In her rummaging about the house she pulled open a chest of drawers which

used to stand in the room where she slept when a child. It was full of her

own childish clothing, a little girl's linen and muslin; and she thought

with a throe of despair that she could as well hope to get hack into these

outgrown garments, which the helpless piety of Mrs. Bolton had kept from

the rag-bag, as to think of re-entering the relations of the life so long

left off.

It surprised her to find how cold the Boltons were; she had remembered them

as always very kind and willing; but she was so used now to the ways of

the Italians and their showy affection, it was hard for her to realise

that people could be both kind and cold. The Boltons seemed ashamed of

their feelings, and hid them; it was the same in some degree with all the

villagers when she began to meet them, and the fact slowly worked back into

her consciousness, wounding its way in. People did not come to see her at

once. They waited, as they told her, till she got settled, before they

called, and then they did not appear very glad to have her back.
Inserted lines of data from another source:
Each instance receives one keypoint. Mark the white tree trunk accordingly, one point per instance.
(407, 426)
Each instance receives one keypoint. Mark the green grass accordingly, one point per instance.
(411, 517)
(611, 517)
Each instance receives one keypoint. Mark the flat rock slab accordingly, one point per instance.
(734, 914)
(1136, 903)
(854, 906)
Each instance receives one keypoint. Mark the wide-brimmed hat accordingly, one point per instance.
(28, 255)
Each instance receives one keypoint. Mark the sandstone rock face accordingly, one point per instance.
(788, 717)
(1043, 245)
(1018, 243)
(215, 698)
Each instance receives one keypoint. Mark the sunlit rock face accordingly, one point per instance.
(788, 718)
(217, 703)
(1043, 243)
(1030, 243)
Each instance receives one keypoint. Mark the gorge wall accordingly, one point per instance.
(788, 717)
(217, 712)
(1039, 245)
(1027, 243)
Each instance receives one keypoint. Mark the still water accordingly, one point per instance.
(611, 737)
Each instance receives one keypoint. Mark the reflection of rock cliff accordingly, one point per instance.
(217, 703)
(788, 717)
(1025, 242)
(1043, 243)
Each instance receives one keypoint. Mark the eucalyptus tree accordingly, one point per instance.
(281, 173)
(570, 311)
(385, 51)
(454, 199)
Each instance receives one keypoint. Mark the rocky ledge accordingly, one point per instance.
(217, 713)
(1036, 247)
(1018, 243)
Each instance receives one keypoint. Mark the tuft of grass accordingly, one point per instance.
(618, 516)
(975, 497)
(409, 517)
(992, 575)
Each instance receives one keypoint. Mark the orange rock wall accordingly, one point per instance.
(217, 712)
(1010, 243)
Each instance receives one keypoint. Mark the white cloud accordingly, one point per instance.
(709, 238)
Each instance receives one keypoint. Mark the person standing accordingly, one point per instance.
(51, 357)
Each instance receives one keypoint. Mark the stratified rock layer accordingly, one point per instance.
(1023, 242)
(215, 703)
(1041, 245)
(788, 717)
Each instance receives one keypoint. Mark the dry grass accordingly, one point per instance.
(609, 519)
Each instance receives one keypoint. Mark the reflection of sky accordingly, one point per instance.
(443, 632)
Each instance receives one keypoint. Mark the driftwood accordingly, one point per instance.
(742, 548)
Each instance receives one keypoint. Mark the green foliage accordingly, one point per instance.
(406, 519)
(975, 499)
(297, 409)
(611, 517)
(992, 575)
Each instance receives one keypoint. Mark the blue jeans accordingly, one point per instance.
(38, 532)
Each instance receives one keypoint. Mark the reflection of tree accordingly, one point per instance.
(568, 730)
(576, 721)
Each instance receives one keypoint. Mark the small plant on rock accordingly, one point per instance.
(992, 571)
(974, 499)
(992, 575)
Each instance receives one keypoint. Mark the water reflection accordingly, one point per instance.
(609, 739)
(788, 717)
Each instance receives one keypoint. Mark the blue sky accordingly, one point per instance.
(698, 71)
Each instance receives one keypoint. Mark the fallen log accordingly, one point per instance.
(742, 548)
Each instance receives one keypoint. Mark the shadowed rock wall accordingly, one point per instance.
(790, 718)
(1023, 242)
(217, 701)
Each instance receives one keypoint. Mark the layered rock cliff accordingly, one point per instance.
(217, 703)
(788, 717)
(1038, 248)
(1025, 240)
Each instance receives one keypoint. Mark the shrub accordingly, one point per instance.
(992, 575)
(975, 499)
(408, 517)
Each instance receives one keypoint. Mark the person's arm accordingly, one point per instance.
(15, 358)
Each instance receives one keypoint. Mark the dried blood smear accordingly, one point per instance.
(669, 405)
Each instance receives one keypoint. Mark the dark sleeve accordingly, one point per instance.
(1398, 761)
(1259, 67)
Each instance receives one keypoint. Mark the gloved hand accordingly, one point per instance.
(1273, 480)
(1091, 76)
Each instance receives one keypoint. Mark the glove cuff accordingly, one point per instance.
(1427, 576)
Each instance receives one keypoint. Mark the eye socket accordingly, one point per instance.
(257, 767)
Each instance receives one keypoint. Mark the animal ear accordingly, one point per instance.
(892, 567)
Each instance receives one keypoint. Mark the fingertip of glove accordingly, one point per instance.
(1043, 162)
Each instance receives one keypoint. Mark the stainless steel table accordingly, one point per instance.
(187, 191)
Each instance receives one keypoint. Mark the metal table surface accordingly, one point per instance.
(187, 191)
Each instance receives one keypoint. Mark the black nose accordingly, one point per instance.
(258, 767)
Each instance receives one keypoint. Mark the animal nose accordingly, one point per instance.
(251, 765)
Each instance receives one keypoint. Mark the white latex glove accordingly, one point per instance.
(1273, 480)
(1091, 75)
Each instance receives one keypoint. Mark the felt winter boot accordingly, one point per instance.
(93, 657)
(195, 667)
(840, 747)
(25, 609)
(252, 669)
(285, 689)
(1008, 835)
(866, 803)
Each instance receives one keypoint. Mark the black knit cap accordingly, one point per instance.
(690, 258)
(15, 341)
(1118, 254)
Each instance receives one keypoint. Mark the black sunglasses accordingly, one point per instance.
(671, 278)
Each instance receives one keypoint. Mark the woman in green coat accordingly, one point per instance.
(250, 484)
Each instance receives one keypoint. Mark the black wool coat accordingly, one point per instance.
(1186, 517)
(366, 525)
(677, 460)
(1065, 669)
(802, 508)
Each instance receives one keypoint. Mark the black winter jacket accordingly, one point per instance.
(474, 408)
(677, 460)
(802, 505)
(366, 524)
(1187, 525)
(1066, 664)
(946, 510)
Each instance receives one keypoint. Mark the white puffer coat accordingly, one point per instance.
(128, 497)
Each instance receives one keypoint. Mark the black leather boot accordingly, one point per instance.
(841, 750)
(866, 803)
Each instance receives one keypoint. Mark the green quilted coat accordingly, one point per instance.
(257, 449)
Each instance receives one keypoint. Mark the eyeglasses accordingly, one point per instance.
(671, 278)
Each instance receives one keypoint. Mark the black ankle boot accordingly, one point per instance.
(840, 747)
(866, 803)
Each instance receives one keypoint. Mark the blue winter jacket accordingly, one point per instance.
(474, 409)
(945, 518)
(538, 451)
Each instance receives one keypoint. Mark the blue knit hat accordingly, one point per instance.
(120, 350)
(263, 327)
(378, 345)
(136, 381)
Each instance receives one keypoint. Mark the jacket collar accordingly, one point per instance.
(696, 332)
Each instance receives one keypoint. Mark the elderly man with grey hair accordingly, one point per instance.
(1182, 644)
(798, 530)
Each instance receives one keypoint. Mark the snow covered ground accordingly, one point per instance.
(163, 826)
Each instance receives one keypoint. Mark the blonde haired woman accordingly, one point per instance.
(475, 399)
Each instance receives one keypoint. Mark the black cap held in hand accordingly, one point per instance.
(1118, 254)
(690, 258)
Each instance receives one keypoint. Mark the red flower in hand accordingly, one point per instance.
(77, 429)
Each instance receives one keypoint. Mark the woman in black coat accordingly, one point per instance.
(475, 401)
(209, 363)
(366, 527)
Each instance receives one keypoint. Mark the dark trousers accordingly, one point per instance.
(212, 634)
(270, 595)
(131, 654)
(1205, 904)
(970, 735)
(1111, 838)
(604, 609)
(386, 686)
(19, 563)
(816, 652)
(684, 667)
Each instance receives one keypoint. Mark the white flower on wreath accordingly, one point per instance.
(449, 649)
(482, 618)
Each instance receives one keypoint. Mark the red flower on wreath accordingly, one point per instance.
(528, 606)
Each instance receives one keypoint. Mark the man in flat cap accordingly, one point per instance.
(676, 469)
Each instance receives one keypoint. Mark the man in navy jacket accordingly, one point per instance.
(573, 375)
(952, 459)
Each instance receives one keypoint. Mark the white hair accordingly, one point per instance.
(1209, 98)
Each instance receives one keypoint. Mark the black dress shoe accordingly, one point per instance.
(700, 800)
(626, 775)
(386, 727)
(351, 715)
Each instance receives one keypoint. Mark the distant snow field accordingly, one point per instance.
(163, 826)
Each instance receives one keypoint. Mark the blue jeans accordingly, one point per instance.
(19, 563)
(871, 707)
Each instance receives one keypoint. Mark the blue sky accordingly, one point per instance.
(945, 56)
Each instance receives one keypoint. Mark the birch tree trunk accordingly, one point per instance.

But this was not altogether the effect of their temperament. The Kilburns

had made a long summer always in Hatboro', and they had always talked of it

as home; but they had never passed a whole year there since Judge Kilburn

first went to Congress, and they were not regarded as full neighbours

or permanent citizens. Miss Kilburn, however, kept up her childhood

friendships, and she and some of the ladies called one another by their

Christian names, but they believed that she met people in Washington whom

she liked better; the winters she spent there certainly weakened the ties

between them, and when it came to those eleven years in Rome, the letters

they exchanged grew rarer and rarer, till they stopped altogether. Some of

the girls went away; some died; others became dead and absent to her in

their marriages and household cares.

After waiting for one another, three of them came together to see her one

day. They all kissed her, after a questioning glance at her face and dress,

as if they wanted to see whether she had grown proud or too fashionable.

But they were themselves apparently much better dressed, and certainly more

richly dressed. In a place like Hatboro', where there is no dinner-giving,

and evening parties are few, the best dress is a street costume, which

may be worn for calls and shopping, and for church and all public

entertainments. The well-to-do ladies make an effect of outdoor fashion, in

which the poorest shop hand has her part; and in their turn they share her

indoor simplicity. These old friends of Annie's wore bonnets and frocks of

the latest style and costly material.